Have we not said that, every one of us, in our hearts, when we were young?—And is not that just what the Bible says Adam and Eve said?
And then, because we were Adam’s children, with his fallen nature in us, and original sin, which we inherited from him, we could not help longing more and more after what our parents had forbidden; we could think, perhaps, of nothing else; cared for no pleasure, no pay, because we could not get that one thing which our parents had told us not to touch. And at last we fell, and sinned, and took the thing on the sly.
And then?
Did it not happen to us, as it did to Adam, that a feeling of shame and guiltiness came over us at once? Yes; of shame. We intended to feed our own pride: but instead of pride came shame and fear too; so instead of rising, we had fallen and felt that we had fallen. Just so it was with Adam. Instead of feeling all the prouder and grander when he had sinned, he became ashamed of himself at once, he hardly knew why. We had intended to set ourselves up against our parents; but instead, we became afraid of them. We were always fancying that they would find us out. We were afraid of looking them in the face. Just so it was with Adam. He heard the word of the Lord God, Jesus Christ, walking in the garden. Did he go to meet him; thank him for that pleasant life, pleasant earth, for the mere blessing of existence? No. He hid himself among the trees of the garden. But why hide himself? Even if he had given up being thankful to God; even if he had learned from the devil to believe that God grudged him, envied him, had deceived him, about that fruit, why run away and hide? He wanted to be as God, wise, knowing good and evil for himself. Why did he not stand out boldly when he heard the voice of the Lord God and say, I am wise now; I am as a God now, knowing good and evil; I am no longer to be led like a child, and kept strictly by rules which I do not understand; I have a right to judge for myself, and choose for myself; and I have done it, and you have no right to complain of me?
Perhaps Adam had intended, when he ate the fruit, to stand up for himself, with some such fine words; as children intend when they disobey.
But when it came to the point, away went all Adam’s self-confidence, all Adam’s pride, all Adam’s fine notions of what he had a right to do; and he hides himself miserably, like a naughty and disobedient child. And then, like a mean and cowardly one, when he is called out and forced to answer for himself, he begins to make pitiful excuses. He has not a word to say for himself. He throws the blame on his wife; it was all the woman’s fault now—indeed, God’s fault. ‘The woman whom thou gavest to be with me, she gave me of the tree, and I did eat.’
My dear friends, if we want a proof that the Bible is a true, divine, inspired book, we need go no further than this one story. For, my friends, have we never said the same?
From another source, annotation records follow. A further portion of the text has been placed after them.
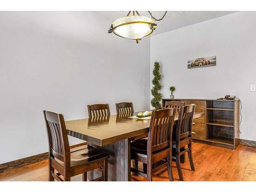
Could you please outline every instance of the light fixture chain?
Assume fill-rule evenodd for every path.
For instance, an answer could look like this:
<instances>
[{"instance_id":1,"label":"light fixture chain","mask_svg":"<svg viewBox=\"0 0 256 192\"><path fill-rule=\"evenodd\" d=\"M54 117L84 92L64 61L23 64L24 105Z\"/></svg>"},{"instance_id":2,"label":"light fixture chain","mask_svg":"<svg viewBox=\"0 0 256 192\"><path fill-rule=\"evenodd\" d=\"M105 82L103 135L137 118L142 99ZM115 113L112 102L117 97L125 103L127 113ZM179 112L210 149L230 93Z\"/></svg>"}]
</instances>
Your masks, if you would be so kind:
<instances>
[{"instance_id":1,"label":"light fixture chain","mask_svg":"<svg viewBox=\"0 0 256 192\"><path fill-rule=\"evenodd\" d=\"M167 13L167 11L166 11L164 13L164 14L163 14L163 16L162 17L162 18L161 18L160 19L157 19L157 18L156 18L155 17L154 17L152 15L152 13L150 11L147 11L147 12L150 13L150 16L151 16L151 18L152 18L154 20L156 20L157 22L159 22L159 20L162 20L165 16L165 15L166 14L166 13Z\"/></svg>"}]
</instances>

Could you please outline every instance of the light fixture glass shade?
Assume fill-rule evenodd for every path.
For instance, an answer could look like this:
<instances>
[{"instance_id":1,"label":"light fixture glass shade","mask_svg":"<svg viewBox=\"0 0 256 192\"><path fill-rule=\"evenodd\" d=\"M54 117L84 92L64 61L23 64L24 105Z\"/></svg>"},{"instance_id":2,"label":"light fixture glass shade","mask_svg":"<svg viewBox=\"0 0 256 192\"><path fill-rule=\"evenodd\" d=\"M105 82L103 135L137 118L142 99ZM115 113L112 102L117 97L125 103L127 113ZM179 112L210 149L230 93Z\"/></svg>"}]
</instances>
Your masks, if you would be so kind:
<instances>
[{"instance_id":1,"label":"light fixture glass shade","mask_svg":"<svg viewBox=\"0 0 256 192\"><path fill-rule=\"evenodd\" d=\"M120 37L139 39L150 35L155 28L154 20L141 15L130 15L119 18L113 24L113 32Z\"/></svg>"}]
</instances>

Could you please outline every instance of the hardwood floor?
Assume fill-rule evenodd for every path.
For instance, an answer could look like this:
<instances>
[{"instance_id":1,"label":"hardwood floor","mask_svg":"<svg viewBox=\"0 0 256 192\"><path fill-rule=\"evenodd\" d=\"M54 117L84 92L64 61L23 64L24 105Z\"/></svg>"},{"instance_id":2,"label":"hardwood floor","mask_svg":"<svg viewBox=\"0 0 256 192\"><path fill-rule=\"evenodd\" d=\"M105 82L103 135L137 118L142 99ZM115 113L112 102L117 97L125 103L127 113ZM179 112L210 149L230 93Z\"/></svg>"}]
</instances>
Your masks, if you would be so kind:
<instances>
[{"instance_id":1,"label":"hardwood floor","mask_svg":"<svg viewBox=\"0 0 256 192\"><path fill-rule=\"evenodd\" d=\"M256 181L256 147L240 145L231 150L199 143L193 143L193 146L196 171L190 169L188 158L186 158L181 165L185 181ZM174 162L173 166L175 181L178 181ZM48 181L48 171L46 160L0 173L0 181ZM81 181L82 176L71 180ZM146 178L132 174L132 181L146 181ZM167 170L157 172L153 181L168 181Z\"/></svg>"}]
</instances>

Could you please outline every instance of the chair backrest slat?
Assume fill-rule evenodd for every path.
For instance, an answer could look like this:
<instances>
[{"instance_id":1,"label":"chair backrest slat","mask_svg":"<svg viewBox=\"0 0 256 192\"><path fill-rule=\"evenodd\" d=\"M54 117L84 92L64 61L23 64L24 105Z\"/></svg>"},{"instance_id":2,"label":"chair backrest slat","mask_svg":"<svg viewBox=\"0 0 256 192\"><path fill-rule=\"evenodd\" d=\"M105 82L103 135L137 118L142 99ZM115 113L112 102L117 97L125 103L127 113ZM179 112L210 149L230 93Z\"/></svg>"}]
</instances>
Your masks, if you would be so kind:
<instances>
[{"instance_id":1,"label":"chair backrest slat","mask_svg":"<svg viewBox=\"0 0 256 192\"><path fill-rule=\"evenodd\" d=\"M164 104L164 108L175 108L176 113L179 114L180 108L184 106L185 103L181 101L166 101Z\"/></svg>"},{"instance_id":2,"label":"chair backrest slat","mask_svg":"<svg viewBox=\"0 0 256 192\"><path fill-rule=\"evenodd\" d=\"M99 117L110 115L109 104L88 105L89 118Z\"/></svg>"},{"instance_id":3,"label":"chair backrest slat","mask_svg":"<svg viewBox=\"0 0 256 192\"><path fill-rule=\"evenodd\" d=\"M64 118L61 114L49 111L44 111L44 115L48 136L50 155L64 161L66 158L70 157Z\"/></svg>"},{"instance_id":4,"label":"chair backrest slat","mask_svg":"<svg viewBox=\"0 0 256 192\"><path fill-rule=\"evenodd\" d=\"M195 108L194 104L181 107L177 125L176 138L182 139L191 136Z\"/></svg>"},{"instance_id":5,"label":"chair backrest slat","mask_svg":"<svg viewBox=\"0 0 256 192\"><path fill-rule=\"evenodd\" d=\"M147 140L150 153L170 146L175 111L169 108L153 112Z\"/></svg>"},{"instance_id":6,"label":"chair backrest slat","mask_svg":"<svg viewBox=\"0 0 256 192\"><path fill-rule=\"evenodd\" d=\"M116 107L117 115L134 113L132 102L123 102L116 103Z\"/></svg>"}]
</instances>

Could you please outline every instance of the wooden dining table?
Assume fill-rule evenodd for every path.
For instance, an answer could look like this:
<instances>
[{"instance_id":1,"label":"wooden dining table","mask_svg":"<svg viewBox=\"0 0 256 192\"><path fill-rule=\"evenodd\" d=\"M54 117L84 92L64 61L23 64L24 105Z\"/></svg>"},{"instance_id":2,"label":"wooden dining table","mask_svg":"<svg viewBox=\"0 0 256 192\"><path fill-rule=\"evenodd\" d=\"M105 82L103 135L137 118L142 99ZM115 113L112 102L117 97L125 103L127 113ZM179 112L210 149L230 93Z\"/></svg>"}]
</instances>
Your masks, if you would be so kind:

When we felt that we had done wrong; when the voice of God and of Christ in our hearts was rebuking us and convincing us of sin, have we never tried to shift the blame off our own shoulders, and lay it on God himself, and the blessings which he has given us? on one’s wife—on one’s family—on money—on one’s youth, and health, and high spirits?—in a word, on the good things which God has given us?
Ah, my friends, we are indeed Adam’s children; and have learned his lesson, and inherited his nature only too fearfully well. For what Adam did but once, we have done a hundred times; and the mean excuse which Adam made but once, we make again and again.
But the loving Lord has patience with us, as he had with Adam, and does not take us at our word. He did not say to Adam, You lay the blame upon your wife; then I will take her from you, and you shall see then where the blame lies. Ungrateful to me! you shall live henceforth alone. And he does not say to us, You make all the blessings which I have given you an excuse for sinning! Then I will take them from you, and leave you miserable, and pour out my wrath upon you to the uttermost!